Chief of Staff, Senior Advisor - Nuclear Energy
US Department of Energy
Apr 21, 2020
1) 0:24 - How Suzanne went from politics to energy
Suzanne talks about her start in politics where she initially was doing communications for fossil fuels before her boss encouraged her to to help the company out with the government interactions. She developed a network among politicians in Indiana. After working in government affairs, she saw how state legislatures can impact local businesses. In an effort to keep Indiana friendly to business, she ran for state Senate, and while she didn’t win - the experience opened a lot of doors for her in politics. She then found herself running the presidential campaign for Carly Fiorina for Indiana, and eventually was running the primary campaign for President Trump in Indiana. When the election ended, this gave her the opportunity to work in Washington, D.C. and she was able to get a career working in the Department of Energy which she felt compelled to work for because she knew how important energy was to “freedom and prosperity.”

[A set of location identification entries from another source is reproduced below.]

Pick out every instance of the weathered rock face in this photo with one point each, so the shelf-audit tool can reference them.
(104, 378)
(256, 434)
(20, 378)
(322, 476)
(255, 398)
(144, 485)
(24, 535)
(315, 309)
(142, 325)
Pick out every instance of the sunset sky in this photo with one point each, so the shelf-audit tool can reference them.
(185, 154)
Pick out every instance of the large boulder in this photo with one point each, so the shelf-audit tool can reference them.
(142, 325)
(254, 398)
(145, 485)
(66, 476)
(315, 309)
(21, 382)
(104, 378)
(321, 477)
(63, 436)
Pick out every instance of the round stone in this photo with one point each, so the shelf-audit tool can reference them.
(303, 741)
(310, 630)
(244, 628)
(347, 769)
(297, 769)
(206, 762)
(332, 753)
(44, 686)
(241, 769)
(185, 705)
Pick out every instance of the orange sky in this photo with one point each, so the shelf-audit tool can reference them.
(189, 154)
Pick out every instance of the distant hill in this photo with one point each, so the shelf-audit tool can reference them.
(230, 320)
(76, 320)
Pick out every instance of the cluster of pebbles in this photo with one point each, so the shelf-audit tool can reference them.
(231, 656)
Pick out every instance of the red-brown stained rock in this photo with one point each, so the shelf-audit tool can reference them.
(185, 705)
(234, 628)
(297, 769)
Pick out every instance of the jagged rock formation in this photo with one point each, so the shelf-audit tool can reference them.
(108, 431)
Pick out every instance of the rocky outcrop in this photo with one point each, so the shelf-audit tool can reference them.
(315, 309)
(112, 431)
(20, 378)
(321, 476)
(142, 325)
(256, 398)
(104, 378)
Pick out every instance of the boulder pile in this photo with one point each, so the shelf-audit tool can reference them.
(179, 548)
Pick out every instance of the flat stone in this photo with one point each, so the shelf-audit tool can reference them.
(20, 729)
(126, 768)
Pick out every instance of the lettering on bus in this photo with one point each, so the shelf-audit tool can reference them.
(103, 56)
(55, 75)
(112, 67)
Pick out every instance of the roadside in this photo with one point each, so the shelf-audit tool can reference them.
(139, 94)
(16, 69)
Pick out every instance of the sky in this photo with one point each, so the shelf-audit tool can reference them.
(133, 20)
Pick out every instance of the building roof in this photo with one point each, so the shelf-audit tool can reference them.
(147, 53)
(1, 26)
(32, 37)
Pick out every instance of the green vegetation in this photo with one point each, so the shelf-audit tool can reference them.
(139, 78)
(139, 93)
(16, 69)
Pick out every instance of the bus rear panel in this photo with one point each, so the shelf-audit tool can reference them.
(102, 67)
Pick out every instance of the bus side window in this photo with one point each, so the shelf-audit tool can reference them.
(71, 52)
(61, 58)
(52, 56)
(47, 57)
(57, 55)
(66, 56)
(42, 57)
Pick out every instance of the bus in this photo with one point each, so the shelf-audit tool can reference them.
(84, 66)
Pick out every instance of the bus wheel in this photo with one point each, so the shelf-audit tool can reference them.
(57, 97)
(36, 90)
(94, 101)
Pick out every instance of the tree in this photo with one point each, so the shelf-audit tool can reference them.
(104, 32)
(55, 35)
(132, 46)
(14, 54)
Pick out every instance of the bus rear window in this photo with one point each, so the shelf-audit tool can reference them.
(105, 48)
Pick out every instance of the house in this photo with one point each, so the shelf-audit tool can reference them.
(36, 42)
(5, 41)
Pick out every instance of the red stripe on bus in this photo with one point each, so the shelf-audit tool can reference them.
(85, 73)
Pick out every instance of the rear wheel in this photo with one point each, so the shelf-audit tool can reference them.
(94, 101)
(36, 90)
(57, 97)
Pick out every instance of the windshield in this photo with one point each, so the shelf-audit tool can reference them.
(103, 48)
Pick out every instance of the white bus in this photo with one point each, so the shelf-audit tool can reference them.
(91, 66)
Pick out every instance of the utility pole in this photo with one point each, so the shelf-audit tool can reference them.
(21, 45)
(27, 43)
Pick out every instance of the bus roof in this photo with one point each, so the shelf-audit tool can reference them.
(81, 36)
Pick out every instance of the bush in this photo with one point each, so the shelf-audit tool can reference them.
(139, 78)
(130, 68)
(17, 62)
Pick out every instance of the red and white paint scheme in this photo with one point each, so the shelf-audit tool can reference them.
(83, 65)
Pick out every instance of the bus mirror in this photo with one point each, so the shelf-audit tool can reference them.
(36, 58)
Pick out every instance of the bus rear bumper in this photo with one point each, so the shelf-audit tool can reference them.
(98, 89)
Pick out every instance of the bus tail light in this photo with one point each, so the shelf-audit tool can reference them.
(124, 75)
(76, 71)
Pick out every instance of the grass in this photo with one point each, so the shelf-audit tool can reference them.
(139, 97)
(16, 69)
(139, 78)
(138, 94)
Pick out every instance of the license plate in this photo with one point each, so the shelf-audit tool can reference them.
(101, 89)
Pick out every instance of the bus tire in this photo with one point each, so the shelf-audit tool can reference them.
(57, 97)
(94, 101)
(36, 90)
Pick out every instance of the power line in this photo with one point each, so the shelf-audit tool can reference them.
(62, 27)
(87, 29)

2) 6:08 - How the Indiana’s economics and energy affected each other:
While working on presidential campaigns, Suzanne dealt directly with many people working in the energy industry and developed a new appreciation for how important their contributions are. She saw how the electricity generated in Indiana was so much more abundant and affordable than it was in other states and as a result - she saw directly how that allowed businesses in Indiana to thrive and have a far greater productivity. And when she was working in Washington, D.C. Secretary Perry directed her to help “make nuclear cool again.” In order to do that, this required a paradigm shift and education to the public at large. As such, Suzanne helped develop a coalition of advocates, scientists and experts across the field and realized that nuclear is critical to a clean energy future. Suzanne also recognized the intersection between modern technology and nuclear and how they came together at “the right time.”

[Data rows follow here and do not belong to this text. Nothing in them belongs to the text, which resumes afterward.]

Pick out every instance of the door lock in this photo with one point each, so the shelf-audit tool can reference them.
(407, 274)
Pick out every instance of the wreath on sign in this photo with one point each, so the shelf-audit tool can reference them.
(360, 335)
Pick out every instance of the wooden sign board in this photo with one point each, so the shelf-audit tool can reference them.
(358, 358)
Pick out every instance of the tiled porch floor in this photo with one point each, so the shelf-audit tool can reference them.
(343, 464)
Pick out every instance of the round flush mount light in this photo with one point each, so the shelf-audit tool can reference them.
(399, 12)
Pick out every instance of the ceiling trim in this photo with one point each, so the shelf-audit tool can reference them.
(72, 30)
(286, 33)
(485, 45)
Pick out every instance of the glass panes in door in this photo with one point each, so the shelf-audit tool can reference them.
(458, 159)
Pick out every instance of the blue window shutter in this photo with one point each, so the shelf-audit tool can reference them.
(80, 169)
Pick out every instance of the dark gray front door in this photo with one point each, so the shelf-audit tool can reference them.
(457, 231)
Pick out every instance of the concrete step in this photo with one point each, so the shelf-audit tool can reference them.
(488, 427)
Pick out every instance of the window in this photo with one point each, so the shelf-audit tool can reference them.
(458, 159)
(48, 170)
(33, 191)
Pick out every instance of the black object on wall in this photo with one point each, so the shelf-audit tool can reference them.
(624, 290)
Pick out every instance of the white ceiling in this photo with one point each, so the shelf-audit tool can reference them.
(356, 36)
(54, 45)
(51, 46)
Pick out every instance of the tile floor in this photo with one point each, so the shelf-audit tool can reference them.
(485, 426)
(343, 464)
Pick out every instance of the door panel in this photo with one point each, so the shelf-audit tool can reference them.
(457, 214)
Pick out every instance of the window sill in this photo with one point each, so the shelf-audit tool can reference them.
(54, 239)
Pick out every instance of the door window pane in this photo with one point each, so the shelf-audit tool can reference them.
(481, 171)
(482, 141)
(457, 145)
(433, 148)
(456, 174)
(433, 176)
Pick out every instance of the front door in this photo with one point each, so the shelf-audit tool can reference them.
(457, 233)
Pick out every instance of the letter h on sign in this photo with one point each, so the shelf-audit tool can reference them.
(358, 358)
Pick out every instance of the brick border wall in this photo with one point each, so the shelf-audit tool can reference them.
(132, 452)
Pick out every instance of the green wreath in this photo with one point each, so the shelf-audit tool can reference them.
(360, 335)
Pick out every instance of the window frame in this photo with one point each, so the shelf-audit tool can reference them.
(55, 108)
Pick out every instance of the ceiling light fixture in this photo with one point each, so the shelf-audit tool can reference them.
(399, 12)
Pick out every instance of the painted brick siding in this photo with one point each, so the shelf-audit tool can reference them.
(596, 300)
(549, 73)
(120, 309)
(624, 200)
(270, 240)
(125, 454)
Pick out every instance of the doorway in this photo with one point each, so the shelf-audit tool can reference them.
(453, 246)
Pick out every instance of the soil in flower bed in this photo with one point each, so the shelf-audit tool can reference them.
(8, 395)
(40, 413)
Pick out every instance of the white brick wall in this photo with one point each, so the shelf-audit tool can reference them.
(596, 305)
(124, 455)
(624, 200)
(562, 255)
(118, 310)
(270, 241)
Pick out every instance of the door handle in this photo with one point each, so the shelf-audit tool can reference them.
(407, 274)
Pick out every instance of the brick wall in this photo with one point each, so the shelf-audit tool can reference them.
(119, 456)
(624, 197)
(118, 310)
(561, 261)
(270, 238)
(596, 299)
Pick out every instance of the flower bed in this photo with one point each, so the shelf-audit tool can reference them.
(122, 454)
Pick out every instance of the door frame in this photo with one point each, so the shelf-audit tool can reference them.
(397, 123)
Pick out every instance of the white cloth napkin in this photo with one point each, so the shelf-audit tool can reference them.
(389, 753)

9:55 - 3) Bringing energy security to the U.S. and around the world
Suzanne talks about how energy security can help give countries freedom from being affected by politics and global events. She recognizes that much of our energy is a product that has to be transported. While in the United States we’ve not worried about energy for a while, it wasn’t long ago that we did have a fuel crisis. To her, energy security means you don’t have to worry about where your energy is coming from, and that no other nation can cut off our energy. The United States has been sheltered from these kinds of threats to our energy because of our own innovations in the energy sector and Suzanne wants the United States to extend their energy security to other nations because she sees that as a critical factor in helping other nations strengthen their democracy.
4) What is the best way to help provide energy security? 13:00
The best way to provide energy independence is through innovation, technology, and a reasonable regulatory environment. Suzanne talks about how the right amount of regulation doesn’t stifle innovation and allows the necessary flexibility to develop these steps forward and how the current administration is about easing regulations. And she recognizes that nuclear is the only source of energy today that meets all the criteria for a clean energy future. Bret and Suzanne discuss how nuclear is a fuel source that can last for years and remove the insecurity of relying on daily or weekly deliveries from other sources. Suzanna talks about the Auroa reactor and how that uses spent fuel, further increasing the efficiency, and how there are other nuclear plants that are eliminating the risk of meltdowns. The Department of Defense is also developing mobile nuclear reactors.
5) 16:47 - What is the Department of Energy doing to help communicate about nuclear energy?
Suzanne talks about IFNEC a 65 country government to government network composed of experts all over the industry. The goal of IFNEC is to work together to advance the positive benefits of nuclear energy and Suzanne is the Senior Advisor of Policy and Communications for IFNEC. IFNEC is a global organization but has recently hosted a major gathering in order to reinforce the United States commitment and focus on nuclear as a viable energy source.
6) 20:40 - Where is nuclear in 15 years?
Suzanne predicts that the industry will look very different than today - the stigma around nuclear will be gone because the younger generation doesn’t resist it as much. She also has faith in younger generation and their interest in learning about that technology and how it can help enhance the environment and provide clean solutions. The technology will also be very different - there will be a different focus on smaller and more efficient to develop, deploy and finance. It will be cheaper, more affordable, and more reliable than ever before.